M.M.: There are some artists who consider it necessary give a label to their style and work, believing they will do better in the music business. This does not seem to apply to you or else is it something you are afraid of?

G.T.: I am not interested to put labels on my work but I try very hard to be consistent! The programs and choices I make must always touch me and in that way the audience can be touched.

M.M.: Where do you think the talent stops and the study comes in; or else where the musical knowledge stops and the talent comes in?

G.T.: As time goes by, our studies – what we learn – penetrate to a deeper level and become part of the fabric our being. In that way, the talent and the knowledge are united to become one unity.

M.M.: Some time ago your new work “The Wind” was released, an album that contains folk, traditional and jazz flavors. Can you speak about it?

G.T.: It is a very powerful work, thanks to the composer and good friend Nikos Pitloglou who worked very diligently. Our first song The May, composed by Andreas Katsigiannis and lyrics by Stella Doumou, is a very sensitive song, wherein the flute of Xaris Lamprakis and the violin of Kyriakos Kouventas unfold in their sweetness. The Fora Partida,  composed by Nikos Pitloglou and lyrics by Alice Tori, with Balkan orchestration, is enriched with life, rhythm and energy.
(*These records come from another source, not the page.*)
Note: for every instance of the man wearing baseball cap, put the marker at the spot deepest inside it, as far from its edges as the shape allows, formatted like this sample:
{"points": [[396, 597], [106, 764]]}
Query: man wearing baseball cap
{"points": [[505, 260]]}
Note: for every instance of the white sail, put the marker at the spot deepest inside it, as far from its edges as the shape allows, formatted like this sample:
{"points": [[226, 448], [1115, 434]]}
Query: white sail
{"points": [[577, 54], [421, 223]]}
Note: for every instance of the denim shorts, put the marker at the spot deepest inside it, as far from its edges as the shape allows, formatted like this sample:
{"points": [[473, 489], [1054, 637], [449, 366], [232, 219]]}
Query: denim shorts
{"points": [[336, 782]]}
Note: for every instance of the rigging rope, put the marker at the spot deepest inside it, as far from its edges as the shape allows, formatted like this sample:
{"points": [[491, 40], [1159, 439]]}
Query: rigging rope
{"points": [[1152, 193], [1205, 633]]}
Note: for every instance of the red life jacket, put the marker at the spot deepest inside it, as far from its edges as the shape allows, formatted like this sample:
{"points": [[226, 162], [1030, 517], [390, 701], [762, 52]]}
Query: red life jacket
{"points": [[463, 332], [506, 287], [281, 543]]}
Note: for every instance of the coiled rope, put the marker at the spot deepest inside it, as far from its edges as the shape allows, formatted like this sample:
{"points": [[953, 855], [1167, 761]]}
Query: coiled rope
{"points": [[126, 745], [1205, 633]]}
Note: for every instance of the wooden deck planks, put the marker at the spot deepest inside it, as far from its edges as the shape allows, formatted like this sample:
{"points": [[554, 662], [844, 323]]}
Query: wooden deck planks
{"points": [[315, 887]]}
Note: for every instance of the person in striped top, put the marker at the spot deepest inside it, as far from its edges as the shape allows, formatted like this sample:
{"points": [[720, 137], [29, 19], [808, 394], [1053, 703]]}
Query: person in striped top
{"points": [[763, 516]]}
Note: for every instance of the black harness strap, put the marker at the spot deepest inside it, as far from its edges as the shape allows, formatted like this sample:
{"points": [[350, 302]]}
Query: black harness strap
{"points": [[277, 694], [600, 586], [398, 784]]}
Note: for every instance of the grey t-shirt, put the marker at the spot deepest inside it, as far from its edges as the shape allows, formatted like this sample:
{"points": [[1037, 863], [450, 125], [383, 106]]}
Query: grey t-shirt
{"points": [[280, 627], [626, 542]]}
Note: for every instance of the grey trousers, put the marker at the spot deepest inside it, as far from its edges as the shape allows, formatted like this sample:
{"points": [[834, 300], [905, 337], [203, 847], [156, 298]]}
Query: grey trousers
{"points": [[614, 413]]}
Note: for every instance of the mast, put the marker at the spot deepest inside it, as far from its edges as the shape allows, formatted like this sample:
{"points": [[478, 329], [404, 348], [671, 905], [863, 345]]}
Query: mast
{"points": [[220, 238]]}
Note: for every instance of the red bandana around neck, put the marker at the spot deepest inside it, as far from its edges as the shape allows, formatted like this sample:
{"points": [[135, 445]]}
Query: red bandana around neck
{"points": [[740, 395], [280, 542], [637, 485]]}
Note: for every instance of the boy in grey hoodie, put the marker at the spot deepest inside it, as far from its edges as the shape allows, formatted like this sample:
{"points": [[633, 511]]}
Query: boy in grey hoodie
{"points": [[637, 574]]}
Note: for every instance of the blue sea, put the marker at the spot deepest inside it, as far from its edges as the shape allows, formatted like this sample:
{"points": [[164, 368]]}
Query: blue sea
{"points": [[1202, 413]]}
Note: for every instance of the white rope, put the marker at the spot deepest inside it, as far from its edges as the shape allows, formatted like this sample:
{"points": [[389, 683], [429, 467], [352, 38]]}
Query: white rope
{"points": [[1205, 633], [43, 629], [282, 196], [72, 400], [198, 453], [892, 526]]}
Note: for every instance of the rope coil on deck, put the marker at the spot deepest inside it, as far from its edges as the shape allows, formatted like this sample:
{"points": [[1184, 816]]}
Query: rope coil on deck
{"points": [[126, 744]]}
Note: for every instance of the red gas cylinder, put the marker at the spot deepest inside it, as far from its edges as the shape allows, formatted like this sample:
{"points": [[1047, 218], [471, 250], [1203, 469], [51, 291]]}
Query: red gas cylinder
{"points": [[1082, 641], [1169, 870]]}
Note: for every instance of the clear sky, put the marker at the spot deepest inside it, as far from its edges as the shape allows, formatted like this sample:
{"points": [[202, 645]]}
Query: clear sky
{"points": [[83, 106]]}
The debut song The Wind, composed by Andrea Katsigianni and lyrics by Alice Torri, is a beautiful and modern ballad with a fresh sound. The song Short Horizons composed by Nikos Pitloglou and lyrics by Gianni Giavara is a very strong song, with more of a rock component. The saxophone played by Takis Paterelis is a big surprise! Overall many great musicians played on the CD: Thanos Mixailidis on percussion, Thanasis Sofras on contrabass, Dasso Kourti on accordion, Giannis Arvanitakis on trombone, Belvetinos on trumpet and Elisabeta on violin. Without these talented musicians, the work would not be the same.

M.M.: In your debut song it is said, “Like the wind I will spread my wings”, so in which direction you will spread you wings this time?

G.T.: The wings are already spread as widely they can. For sure, the wings are spread to move in the right direction right now, and I am certain this work will find its own path.

M.M.: This Saturday we will find you at the 1000 and 2 Nights musical club. My question: How will we find you? As a tenor or a nostalgic singer of Rembetiko and folk music?

G.T.: Our performances have a theatrical perception, there is enough room for a tenor, folk singer and a musician.

M.M.: I wish you good luck to your album, and all the best to you!

G.T.: Thank you so much, I wish you the same!